Waxman Literary Agency
■ Family of Spies: My Father, the Nazis, and the Only Secret Agent Convicted for the Attack on Pearl Harbor
Christine Kuehn (Celadon, Spring 2025). The true story of the author’s family, who were sleeper spies stationed in Hawaii.
■ A Horse’s World; A Brain Scientist’s Bond with Horses
Janet L. Jones, (Little, Brown, Spring 2026). Jones explores the science behind horse minds and how it affects behavior.
■ Like Happiness
Ursula Villarreal-Moura (Celadon, March). The story of a young women’s damaging relationship with a writer.
■ Sell Like a Spy: The Art of Persuasion from the World of Espionage
Jeremy Hurewitz (Diversion, August 2024). Hurewitz uses his relationships with former FBI and CIA agents along with spycraft strategies and tactics to sell anything.
William Morris Endeavor
■ The Strange Case of Jane O.
Karen Thompson Walker (Random House). A reclusive woman and her unconventional psychiatrist are drawn together as they plumb eerie dimensions of memory, truth, human consciousness, connection, and fate, from the bestselling author of The Dreamers.
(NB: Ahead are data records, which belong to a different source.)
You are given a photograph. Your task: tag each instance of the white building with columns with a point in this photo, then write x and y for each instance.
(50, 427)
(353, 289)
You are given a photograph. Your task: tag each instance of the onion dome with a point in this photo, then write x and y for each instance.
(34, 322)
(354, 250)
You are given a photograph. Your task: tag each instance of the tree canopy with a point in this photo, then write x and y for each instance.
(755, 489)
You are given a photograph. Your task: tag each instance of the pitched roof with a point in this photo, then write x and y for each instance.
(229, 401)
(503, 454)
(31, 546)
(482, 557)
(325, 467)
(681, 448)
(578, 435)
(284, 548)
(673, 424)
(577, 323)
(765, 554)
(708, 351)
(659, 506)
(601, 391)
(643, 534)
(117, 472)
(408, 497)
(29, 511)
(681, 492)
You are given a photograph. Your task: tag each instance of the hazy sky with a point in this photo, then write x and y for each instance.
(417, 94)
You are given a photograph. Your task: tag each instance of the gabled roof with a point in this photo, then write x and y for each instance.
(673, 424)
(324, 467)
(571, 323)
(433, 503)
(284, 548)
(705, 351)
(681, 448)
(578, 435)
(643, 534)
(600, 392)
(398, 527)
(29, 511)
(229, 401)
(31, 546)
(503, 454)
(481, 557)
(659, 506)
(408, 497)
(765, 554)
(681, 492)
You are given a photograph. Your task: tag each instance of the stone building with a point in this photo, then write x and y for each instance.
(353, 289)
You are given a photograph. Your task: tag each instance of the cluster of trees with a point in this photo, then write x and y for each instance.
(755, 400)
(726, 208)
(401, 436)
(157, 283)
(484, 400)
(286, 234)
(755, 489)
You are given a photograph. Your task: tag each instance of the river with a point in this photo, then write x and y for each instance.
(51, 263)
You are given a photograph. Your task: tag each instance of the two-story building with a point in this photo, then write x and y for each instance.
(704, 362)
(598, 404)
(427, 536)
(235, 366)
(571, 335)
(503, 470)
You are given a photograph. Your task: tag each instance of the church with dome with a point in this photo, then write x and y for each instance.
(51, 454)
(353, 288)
■ 20% Smarter: How Neurodivergents are Reshaping the Workplace and the World
David Flink (Grand Central). Flink identifies six key traits common across neurodivergents, and how they help organizations supercharge their growth.
■ Inconceivable
Rebecca Cox (TBA). A moving, timely exploration of the consequences of our choices about how we create new life in the context of advancements in fertility treatments.
■ The Exes
Leodora Darlington (TBA). A razor-sharp debut thriller that examines how often women, particularly women of color, can feel so cruelly trapped by the men they date.
Writers House
■ The Chase: An Unconventional, Uninhibited, and Unapologetic Guide to Getting What You Want
Jenny Wood (Portfolio, March 2025). Going after the life and career of your dreams requires a pair of sharp elbows, an appetite for smart risk, and the stubborn willingness to bend the rules that society designed to let others maintain their lead, Wood argues.
■ The Good Evil
Samanta Schweblin (Knopf, spring 2025). A short story collection about the fragility of life in which ordinary people grapple with the uncontrollability of what they deeply care about.
■ Southern Man
Greg Iles (William Morrow, May 2024). A new Penn Cage novel about a man—and a town—rocked by anarchy and tragedy, but unbowed in the fight to save those they love.
■ What You Make of Me
S.M. Dess (Penguin Press, March 2025). Dess follows devoted but fiercely competitive siblings whose overlapping desires as artists, thinkers, and lovers comes to a head when they both fall for the same headstrong woman, who, by refusing to play their game, helps drive it into their final act.